一昨日くらい、官邸前での大きなデモの次の日だったか、なんでこんな世界になってしまったんだろうと思いながら、今日の分のアルバムレビューを書かなくちゃと家路を急いでいた、
そして、それまでちゃんと考えたことのなかった「broken world & pray the rock ‘n roll」」といタイトルにすべてがつまっているじゃないかと突然分かった。
全9曲の真ん中の「broken world 」はまさにその核となる曲で、それを中心として左右か、前後か、わからないけど、残りの8曲がそれぞれ、ある。

気力がいる、ライブでやるのがしんどいなあと思ったことはあったけど、9分あるこの曲を、長いと思ったことは不思議とない。



komori
タイトルにも冠され、曲順を調度真ん中に配した通り、アルバムの中核となる、9分を超える大作。

前作「ハレルヤ」のリリース及びツアーが一段落ついた2012年夏、フジロックフェスティバルの帰り道、道中ツイッターにてとある知人のロックンローラーの訃報を知った。
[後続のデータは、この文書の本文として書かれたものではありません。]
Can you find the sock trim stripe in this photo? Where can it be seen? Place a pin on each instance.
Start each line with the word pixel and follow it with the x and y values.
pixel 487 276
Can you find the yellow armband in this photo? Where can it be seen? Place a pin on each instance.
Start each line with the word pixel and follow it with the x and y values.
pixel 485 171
その時の、祭りの後の、青天の霹靂のような出来事と、同時期に観たアンドレイ・タルコフスキーの映画「アンドレイ・ルブリョフ」の世界像が重なり、やり場のない怒りや悲しみに駆られ、殆ど自動筆記の如きスピードでこの曲を書き上げた。

生きているとうことは、怒りや悲しみ以上に、喜びや幸福、素敵なことで溢れている、と僕は思う。そんな世界に対し内心は「broken」などということばを、使いたくはない。

僕から皆さんに伝えたいことは、「アンドレイ・ルブリョフ」は是非観て欲しい映画です、ということ。